Bount stoppte den Mercedes vor einem massiven, gusseisernen Tor.
Der Privatdetektiv ließ das Seitenfenster des Mercedes hinabgleiten und betätigte das Sprechgerät.
Eine Frauenstimme meldete sich, aber es war nur das Hausmädchen.
"Ich möchte zu Mister Lafitte", sagte Bount.
"In welcher Angelegenheit?", kam es professionell säuselnd zurück.
"Tut mir leid, das ist eine Sache unter vier Augen!"
Eine ganze Weile lang herrschte Schweigen am Lautsprecher. Dann war eine andere, tiefere Frauenstimme zu hören.
"Hier ist Mrs. Lafitte. Mein Mann ist nicht zu Hause. Kann ich ihm etwas ausrichten?"
"Ich glaube, der Name Steve Tierney ist Ihnen nicht unbekannt, Mrs. Lafitte."
"Sind Sie deswegen hier?"
"Ja. Mein Name ist Reiniger und versuche herauszufinden, wer Tierney umgebracht hat!"

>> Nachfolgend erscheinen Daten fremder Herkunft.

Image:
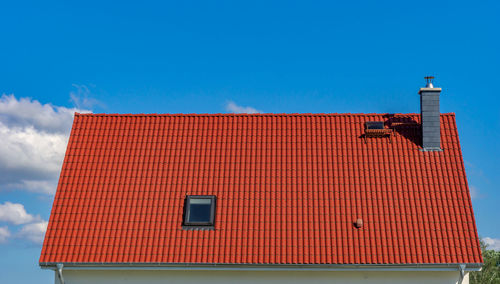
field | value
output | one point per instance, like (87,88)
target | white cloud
(493,244)
(234,108)
(4,234)
(34,138)
(34,232)
(15,213)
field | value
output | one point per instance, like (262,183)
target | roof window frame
(186,224)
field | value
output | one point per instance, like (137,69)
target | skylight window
(374,125)
(199,210)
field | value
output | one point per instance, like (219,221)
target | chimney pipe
(430,116)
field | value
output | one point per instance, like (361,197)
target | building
(270,198)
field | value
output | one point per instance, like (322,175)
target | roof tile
(289,188)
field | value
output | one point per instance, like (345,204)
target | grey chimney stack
(430,116)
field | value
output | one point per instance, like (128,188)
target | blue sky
(216,56)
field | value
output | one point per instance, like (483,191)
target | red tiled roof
(288,187)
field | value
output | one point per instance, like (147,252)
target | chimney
(429,111)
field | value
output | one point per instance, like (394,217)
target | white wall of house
(257,277)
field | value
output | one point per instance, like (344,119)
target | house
(263,198)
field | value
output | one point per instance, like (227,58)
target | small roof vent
(359,223)
(377,129)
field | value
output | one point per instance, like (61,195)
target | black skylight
(374,125)
(199,210)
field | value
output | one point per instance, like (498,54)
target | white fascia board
(265,267)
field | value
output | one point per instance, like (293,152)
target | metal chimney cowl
(430,116)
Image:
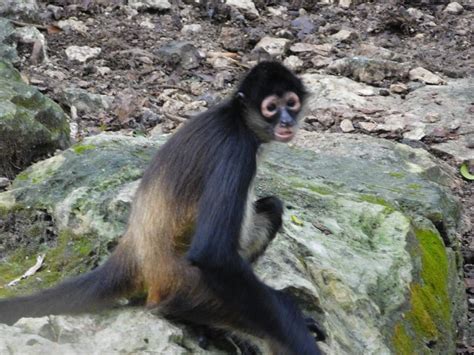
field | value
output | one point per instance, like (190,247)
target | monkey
(194,228)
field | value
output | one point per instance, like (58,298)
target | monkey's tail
(89,292)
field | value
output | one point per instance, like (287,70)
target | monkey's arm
(222,206)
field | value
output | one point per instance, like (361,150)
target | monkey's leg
(235,298)
(265,220)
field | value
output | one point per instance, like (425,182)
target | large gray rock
(369,246)
(31,125)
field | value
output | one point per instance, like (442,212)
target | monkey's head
(273,98)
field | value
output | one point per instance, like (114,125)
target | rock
(31,125)
(345,4)
(82,54)
(191,29)
(398,88)
(346,126)
(321,49)
(232,39)
(416,134)
(85,101)
(372,51)
(415,13)
(181,53)
(454,8)
(423,75)
(19,8)
(35,39)
(371,71)
(294,63)
(4,182)
(247,7)
(368,126)
(377,199)
(304,25)
(72,24)
(344,36)
(7,49)
(150,4)
(276,47)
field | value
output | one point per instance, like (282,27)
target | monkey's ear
(240,96)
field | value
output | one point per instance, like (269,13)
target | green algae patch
(81,148)
(427,325)
(72,255)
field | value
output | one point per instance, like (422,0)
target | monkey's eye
(269,106)
(292,101)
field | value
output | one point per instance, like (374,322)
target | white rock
(82,54)
(72,25)
(415,134)
(417,14)
(191,29)
(347,126)
(454,8)
(398,88)
(368,126)
(345,4)
(276,47)
(150,4)
(293,62)
(344,35)
(421,74)
(246,6)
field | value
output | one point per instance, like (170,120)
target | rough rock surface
(31,125)
(368,246)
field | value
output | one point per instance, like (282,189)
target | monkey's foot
(315,327)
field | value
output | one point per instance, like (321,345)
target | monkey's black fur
(208,164)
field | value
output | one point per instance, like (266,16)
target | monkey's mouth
(284,134)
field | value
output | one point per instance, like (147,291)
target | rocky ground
(150,67)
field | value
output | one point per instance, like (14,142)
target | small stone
(82,54)
(247,6)
(366,92)
(104,70)
(231,39)
(432,117)
(72,25)
(294,63)
(4,182)
(454,8)
(415,134)
(276,47)
(191,29)
(398,88)
(347,126)
(149,4)
(345,4)
(368,126)
(421,74)
(344,36)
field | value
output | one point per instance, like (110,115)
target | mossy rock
(372,258)
(31,125)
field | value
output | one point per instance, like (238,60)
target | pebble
(294,63)
(82,54)
(276,47)
(347,126)
(421,74)
(398,88)
(454,8)
(4,182)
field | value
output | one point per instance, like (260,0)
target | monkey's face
(281,115)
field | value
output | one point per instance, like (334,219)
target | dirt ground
(138,77)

"Und wie kommen Sie da auf mich?"
"Sie waren eine Klientin. Das können Sie nicht ernsthaft bestreiten. Es gibt Belege dafür. Vielleicht reden sie auch lieber mit der Polizei, aber ich dachte, sie wären vielleicht an Diskretion in dieser Angelegenheit interessiert!"
Das saß. Und es erfüllte seinen Zweck, denn es dauerte nur ein oder zwei Sekunden, da ging das gusseiserne Tor automatisch auseinander. Bount fuhr den Mercedes bei dem imposanten Haus vor, das die Lafittes bewohnten.
"Eins steht fest", meinte June. "Diese Klientin lag vom Einkommen her sicher weit über dem Durchschnitt, wenn man sich Tierneys Kundschaft so ansieht!"
Sie stiegen aus.
Das Hausmädchen empfing sie an der Tür und führte Bount und June in ein sehr modern eingerichtetes und von A bis Z durchgestyltes Wohnzimmer. Eine Frau saß auf einem schwarzen Ledersofa. Das musste Jennifer Lafitte sein, eine brünette Frau in den mittleren Jahren. Sie wirkte sportlich, hielt sich offenbar durch hartes Training fit. Der Typ dazu war sie jedenfalls, nicht nur ihres Körperbaus wegen. Sie hatte auch den passenden Gesichtsausdruck. Willensstark und entschlossen.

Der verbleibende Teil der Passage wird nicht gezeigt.